Sunday, 30 June 2013

Other educators' thoughts on the value of responding to student writing

The environment needs to be supportive and non-threatening.
The teacher needs to develop a community of writers.
An audience gives purpose for writing and a wider range of next step comments.
Comments should be specific and immediate.
Students can be trained to give effective comments - taking the entire responsibility for constructive comments off the teacher.
Evidence of achieved success criteria across a range of pieces can be tracked and recorded.
Blog posts are shorter pieces to edit and comment on but still give evidence of targets achieved and editing completed.
Concrete examples of next steps helps student editing.
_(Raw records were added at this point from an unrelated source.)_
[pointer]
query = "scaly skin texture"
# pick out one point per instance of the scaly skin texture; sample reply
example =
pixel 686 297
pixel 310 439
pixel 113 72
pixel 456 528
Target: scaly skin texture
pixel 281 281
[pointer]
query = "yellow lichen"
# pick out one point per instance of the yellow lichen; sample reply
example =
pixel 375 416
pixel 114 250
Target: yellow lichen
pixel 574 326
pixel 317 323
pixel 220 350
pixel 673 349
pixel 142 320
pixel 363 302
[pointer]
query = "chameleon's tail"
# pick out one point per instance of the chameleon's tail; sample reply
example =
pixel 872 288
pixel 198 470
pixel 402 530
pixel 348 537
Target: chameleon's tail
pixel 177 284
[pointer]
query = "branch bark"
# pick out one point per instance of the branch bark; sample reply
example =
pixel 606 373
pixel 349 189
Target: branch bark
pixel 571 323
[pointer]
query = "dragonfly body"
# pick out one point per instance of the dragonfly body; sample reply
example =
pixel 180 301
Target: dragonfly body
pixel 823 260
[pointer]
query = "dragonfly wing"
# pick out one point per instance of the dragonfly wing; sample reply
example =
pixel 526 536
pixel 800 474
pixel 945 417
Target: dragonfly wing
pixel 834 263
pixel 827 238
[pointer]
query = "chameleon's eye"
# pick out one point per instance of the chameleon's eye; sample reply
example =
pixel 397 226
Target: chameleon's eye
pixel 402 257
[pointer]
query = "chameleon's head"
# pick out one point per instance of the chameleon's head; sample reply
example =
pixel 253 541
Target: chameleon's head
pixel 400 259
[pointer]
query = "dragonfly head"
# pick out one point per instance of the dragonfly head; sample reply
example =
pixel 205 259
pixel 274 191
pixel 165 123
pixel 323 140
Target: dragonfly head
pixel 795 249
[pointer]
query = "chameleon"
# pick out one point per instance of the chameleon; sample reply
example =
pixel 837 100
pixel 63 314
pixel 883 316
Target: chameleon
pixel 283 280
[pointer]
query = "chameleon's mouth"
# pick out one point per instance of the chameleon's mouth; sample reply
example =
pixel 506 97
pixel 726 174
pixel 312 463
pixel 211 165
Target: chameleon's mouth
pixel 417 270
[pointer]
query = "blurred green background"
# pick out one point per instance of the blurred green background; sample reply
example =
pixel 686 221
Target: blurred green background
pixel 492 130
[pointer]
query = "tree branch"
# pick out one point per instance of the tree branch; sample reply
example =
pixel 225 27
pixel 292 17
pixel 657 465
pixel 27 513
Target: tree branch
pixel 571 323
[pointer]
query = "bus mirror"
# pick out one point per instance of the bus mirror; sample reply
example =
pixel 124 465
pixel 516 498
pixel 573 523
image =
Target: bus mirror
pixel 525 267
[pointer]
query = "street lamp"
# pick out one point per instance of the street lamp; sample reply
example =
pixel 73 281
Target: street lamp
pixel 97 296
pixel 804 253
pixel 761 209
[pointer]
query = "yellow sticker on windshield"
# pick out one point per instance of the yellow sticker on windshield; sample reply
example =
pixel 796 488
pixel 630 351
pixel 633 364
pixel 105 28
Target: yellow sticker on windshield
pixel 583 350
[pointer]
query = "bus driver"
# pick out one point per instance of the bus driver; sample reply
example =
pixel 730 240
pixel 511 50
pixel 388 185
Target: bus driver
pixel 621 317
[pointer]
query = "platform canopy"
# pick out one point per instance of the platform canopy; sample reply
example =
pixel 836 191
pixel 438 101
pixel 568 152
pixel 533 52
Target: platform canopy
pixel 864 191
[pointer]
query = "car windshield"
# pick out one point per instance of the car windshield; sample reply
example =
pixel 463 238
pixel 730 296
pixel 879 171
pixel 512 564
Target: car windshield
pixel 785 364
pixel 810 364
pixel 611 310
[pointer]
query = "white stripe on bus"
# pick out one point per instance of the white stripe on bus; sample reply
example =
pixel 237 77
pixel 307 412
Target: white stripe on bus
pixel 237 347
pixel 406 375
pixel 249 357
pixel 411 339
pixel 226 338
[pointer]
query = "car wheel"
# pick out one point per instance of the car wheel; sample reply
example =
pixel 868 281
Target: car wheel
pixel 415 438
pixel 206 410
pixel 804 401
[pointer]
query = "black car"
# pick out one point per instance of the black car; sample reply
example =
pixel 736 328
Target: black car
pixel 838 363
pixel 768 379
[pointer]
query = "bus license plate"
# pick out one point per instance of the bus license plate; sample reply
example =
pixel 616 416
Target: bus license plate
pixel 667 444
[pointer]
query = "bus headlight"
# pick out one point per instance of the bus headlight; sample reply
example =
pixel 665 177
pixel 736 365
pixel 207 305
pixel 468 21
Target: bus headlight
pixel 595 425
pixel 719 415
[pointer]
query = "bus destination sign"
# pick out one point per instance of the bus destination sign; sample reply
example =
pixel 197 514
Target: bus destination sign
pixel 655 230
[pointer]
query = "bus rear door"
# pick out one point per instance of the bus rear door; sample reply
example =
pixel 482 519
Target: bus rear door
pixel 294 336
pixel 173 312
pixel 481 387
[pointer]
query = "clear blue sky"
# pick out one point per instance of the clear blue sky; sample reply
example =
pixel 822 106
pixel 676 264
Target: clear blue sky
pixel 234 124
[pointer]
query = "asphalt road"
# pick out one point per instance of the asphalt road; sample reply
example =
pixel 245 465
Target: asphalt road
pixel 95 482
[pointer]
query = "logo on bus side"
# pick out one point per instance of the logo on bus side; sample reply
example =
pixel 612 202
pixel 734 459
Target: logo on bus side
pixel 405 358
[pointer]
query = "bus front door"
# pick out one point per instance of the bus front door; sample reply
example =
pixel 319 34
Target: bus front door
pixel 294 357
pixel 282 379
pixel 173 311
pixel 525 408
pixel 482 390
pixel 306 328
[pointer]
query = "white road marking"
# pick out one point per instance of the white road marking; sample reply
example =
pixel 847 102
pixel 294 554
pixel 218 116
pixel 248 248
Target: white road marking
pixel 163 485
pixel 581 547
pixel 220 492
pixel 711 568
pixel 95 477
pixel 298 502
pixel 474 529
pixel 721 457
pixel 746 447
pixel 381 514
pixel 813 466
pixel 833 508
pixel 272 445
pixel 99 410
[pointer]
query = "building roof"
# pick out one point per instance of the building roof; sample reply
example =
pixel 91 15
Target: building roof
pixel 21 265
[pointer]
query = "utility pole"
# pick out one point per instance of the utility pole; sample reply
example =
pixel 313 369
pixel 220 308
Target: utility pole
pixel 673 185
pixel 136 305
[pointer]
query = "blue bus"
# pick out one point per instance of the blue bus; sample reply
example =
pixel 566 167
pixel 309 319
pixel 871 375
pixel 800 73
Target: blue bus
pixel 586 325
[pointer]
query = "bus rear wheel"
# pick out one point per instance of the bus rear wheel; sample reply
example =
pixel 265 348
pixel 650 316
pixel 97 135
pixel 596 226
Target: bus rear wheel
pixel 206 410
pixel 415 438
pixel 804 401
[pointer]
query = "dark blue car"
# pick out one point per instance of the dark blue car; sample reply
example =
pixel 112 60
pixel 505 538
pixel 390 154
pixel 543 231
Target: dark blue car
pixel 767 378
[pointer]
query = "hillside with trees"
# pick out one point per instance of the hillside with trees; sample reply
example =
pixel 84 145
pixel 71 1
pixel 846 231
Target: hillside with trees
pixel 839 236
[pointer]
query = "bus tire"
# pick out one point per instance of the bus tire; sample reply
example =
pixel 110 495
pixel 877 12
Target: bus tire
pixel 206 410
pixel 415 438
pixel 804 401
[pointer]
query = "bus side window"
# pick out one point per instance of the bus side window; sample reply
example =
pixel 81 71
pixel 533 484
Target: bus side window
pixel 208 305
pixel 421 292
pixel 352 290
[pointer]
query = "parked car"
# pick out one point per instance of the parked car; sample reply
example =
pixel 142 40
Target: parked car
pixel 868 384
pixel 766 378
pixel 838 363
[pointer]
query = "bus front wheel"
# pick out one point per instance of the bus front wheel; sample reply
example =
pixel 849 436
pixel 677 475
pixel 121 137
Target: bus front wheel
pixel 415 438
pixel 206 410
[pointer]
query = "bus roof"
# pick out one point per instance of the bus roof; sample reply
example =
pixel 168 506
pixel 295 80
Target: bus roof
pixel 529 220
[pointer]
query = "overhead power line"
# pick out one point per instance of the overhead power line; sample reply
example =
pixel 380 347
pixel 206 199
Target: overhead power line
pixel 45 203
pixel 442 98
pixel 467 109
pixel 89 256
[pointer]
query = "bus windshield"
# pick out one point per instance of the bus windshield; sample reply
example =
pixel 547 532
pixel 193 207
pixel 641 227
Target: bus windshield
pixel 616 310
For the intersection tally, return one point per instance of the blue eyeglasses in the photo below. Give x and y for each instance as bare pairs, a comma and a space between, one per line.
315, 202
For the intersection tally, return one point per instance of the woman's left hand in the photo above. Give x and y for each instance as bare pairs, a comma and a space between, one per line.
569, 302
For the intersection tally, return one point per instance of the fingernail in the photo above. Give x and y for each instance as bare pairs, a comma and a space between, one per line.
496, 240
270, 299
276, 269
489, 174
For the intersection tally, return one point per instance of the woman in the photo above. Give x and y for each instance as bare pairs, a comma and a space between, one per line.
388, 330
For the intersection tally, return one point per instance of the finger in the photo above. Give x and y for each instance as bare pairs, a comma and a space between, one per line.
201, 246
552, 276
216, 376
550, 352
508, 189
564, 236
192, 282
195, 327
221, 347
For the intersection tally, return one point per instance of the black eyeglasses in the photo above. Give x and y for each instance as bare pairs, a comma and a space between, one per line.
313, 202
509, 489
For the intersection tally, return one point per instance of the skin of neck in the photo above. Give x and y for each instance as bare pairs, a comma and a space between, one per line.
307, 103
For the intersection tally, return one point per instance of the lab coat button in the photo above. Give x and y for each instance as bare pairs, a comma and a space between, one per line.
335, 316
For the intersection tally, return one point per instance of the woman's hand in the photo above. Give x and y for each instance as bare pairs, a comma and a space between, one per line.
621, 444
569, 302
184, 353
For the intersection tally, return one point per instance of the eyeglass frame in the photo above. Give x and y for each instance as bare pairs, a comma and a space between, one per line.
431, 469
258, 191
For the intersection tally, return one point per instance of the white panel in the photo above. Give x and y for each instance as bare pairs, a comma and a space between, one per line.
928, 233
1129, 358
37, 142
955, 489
http://patue.teachercast.net/responding-to-student-writing-chat-archive/



Wednesday, 19 June 2013

Student bogs - personalised tutorials

The frequent posting of writing on personal student blogs allows for a record to be kept of student strengths, success criteria achieved and teacher conferencing.  Although the best input in a 1:1 conference, evidence is given from the text, examples given and the advice can be re-visited on multiple occasions. This can all be done any time of the day - which is good as they keep posting from home at any time of night!

While our goal is to widen writer audience to gain constructive comments, those of a teacher are also valuable and hopefully motivational to students.















Saturday, 15 June 2013

Personal student blogging takes off!

On June 10th four children got their own student blogs then a further three became bloggers a couple of days later.  In four days they published 42 posts, received and made 110 comments and started 13 further drafts.  While this keeps me on my toes with checking and moderating, it is a phenomenal effort of self motivation within student writing.

Kidblog - please link here.

Every post needs to be moderated by the teacher and rather than proceeding through the editing process behind the scene, I am posting work before it is of publishing level.  This is to allow comments of the readers to suggest the next steps for editing.

Points to celebrate:
More writing is being done - even from home.
Children are actively supporting the next steps suggestions for editing through comments.
I am just waiting for the bloggers to go back an make the suggested changes!

Click on the images for a closer view.





This is the final edited copy of Lachie's writing.

The whistle blew.  We’re off.
Josh passed me the ball. I was running like a leopard. There was a mud puddle as big as a swimming pool.  I went right through it and then I slipped. The ball went into outer space.  I got back up and then the ball came down as fast as an asteroid. Luckily I caught  it,  then I ran off as fast as I could.  Suddenly another puddle was right in front of the try line  and I was thinking should I pass it. No don’t pass it just score it. So I ran,  I skidded and scored!